Sechter had strict teaching methods. For instance, he forbade Bruckner to write any original compositions while studying counterpoint with him. The scholar Robert Simpson believes that "Sechter unknowingly brought about Bruckner's originality by insisting that it be suppressed until it could no longer be contained." Sechter taught Bruckner by mail from 1855 to 1861 and considered Bruckner his most dedicated pupil.

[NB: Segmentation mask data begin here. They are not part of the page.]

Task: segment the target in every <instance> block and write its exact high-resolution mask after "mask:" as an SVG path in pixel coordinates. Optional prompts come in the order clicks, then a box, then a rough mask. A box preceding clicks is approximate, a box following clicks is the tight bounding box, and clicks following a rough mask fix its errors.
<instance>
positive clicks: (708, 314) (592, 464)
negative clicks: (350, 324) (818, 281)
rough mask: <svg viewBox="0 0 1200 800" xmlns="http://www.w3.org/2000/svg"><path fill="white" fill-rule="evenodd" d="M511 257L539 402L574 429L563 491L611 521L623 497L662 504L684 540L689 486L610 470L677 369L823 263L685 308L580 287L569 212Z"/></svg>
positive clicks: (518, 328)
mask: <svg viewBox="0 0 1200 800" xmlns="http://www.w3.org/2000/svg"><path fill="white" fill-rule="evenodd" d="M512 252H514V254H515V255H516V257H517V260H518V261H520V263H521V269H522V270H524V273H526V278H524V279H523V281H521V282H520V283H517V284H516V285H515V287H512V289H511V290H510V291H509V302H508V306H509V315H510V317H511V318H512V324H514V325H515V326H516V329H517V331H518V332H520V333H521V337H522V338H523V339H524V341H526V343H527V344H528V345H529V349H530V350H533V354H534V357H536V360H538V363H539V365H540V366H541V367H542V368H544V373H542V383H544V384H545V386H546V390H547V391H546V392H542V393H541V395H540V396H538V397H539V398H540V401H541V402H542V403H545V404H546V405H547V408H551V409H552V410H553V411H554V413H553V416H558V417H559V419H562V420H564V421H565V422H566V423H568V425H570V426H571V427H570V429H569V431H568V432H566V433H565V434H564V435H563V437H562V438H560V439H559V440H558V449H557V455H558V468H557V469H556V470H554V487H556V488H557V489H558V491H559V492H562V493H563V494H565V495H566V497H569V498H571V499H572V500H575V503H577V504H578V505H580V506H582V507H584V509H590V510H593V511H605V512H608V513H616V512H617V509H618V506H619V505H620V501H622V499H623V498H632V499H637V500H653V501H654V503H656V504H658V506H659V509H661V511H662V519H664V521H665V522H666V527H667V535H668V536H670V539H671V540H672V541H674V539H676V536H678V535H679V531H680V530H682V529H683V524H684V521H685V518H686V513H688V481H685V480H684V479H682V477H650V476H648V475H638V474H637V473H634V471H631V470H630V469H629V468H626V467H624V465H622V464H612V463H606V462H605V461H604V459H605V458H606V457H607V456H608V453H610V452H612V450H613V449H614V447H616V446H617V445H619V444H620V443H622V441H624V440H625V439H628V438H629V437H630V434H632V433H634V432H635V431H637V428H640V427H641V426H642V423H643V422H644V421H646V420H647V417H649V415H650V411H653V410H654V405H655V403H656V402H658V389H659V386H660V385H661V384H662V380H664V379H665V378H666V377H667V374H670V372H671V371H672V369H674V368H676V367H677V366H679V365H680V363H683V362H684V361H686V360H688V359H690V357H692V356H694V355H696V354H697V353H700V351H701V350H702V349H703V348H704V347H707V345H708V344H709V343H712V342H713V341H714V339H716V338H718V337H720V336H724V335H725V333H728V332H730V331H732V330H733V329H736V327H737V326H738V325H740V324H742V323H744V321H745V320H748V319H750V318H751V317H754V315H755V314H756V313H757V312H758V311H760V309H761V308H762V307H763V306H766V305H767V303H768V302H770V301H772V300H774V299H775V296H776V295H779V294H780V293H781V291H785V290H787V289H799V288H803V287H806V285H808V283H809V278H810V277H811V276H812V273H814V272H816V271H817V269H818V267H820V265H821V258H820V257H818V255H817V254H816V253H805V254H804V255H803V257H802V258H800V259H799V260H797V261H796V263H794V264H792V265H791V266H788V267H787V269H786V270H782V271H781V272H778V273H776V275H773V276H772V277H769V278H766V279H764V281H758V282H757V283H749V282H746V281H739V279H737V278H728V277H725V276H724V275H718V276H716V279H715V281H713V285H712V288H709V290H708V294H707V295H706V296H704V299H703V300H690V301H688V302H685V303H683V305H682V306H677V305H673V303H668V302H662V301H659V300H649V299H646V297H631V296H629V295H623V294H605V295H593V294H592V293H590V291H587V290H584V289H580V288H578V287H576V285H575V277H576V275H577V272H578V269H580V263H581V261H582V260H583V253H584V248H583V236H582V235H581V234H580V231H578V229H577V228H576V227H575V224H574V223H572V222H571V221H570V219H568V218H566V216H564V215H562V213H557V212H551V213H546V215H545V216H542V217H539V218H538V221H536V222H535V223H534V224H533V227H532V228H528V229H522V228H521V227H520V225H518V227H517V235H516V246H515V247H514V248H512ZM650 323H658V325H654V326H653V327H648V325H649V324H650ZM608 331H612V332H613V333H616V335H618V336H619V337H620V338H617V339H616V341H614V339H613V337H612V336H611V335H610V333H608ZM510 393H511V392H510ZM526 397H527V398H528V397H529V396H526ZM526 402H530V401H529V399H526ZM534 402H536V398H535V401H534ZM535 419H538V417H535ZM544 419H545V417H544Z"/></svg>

Upon Bruckner's graduation, Sechter wrote a fugue dedicated to his student.

In the three-volume treatise on the principles of composition, Die Grundsätze der musikalischen Komposition, Sechter wrote a seminal work that influenced many later theorists. Sechter's ideas are derived from Jean-Philippe Rameau's theories of the fundamental bass, always diatonic even when the surface is highly chromatic; music theory historians strongly associate Sechter with the Viennese conception of fundamental bass theory. Sechter was an advocate of just intonation over well-tempered tuning.

== As composer ==
Sechter was also a composer, and in that capacity he is mostly remembered for writing about 5,000 fugues (he tried to write at least one fugue every day), but he also wrote masses and oratorios. In addition he wrote five operas: Das Testament des Magiers (1842), Ezzeline, die unglückliche Gegangene aus Deli-Katesse (1843), Ali Hitsch-Hatsch (1844), Melusine (1851), and Des Müllers Ring (?). In 1823-24, he was one of the 51 composers who composed a variation on a waltz by Anton Diabelli for Vaterländischer Künstlerverein.